Women who have irreversible infertility are the primary candidates to receive a transplant. Infertility, in general, affects about 15 percent of couples of reproductive age. Within this group about one in 500 women have irreversible infertility — which can be due to a congenital malformation, cancer, or other illness, leading to genetic absence or removal of the uterus.

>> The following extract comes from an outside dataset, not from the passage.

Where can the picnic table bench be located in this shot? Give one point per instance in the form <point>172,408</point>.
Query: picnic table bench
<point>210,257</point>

In the case announced on Tuesday, the mother is a 32-year-old female who had congenital infertility. She has a disease called Mayer-Rokitansky-Kuster-Hauser Syndrome, commonly known as congenital uterine absence. It's a rare genetic condition, affecting about 4,500 women worldwide, in which they are born without a uterus.
Who are the donors?
In this study, recently deceased women who had given consent for organ transplant were screened based on previous ability to give birth, blood type and a lack of any history of sexual disease.
What are the risks?
The major risks associated with this process are organ rejection through blood type mismatch, inadequate immune system suppression or severe infection of the transplanted organ. In this trial, the mother was given standard doses of immune suppression medications for almost six months, with positive results, before implantation of the embryo was completed. Normal prenatal testing, including blood sugar tests and ultrasounds, were all done and returned without any abnormalities.
Is a uterus transplant permanent?
No. In order to keep the uterus after birth, the mother would have to continue taking immune system suppression medications which can pose risks. In this case, a cesarean section was performed for birth at 35 weeks gestation, and along with the delivery of an almost 6 pound healthy baby girl, the uterus was also removed.
The authors of the study acknowledge that, as a new medical procedure, there is much further work to be done to make the procedure safer and more efficient.
However, this advance serves as motivation to expand prospects for a novel technique in giving some women a chance at childbirth by greatly enlarging the potential donor population.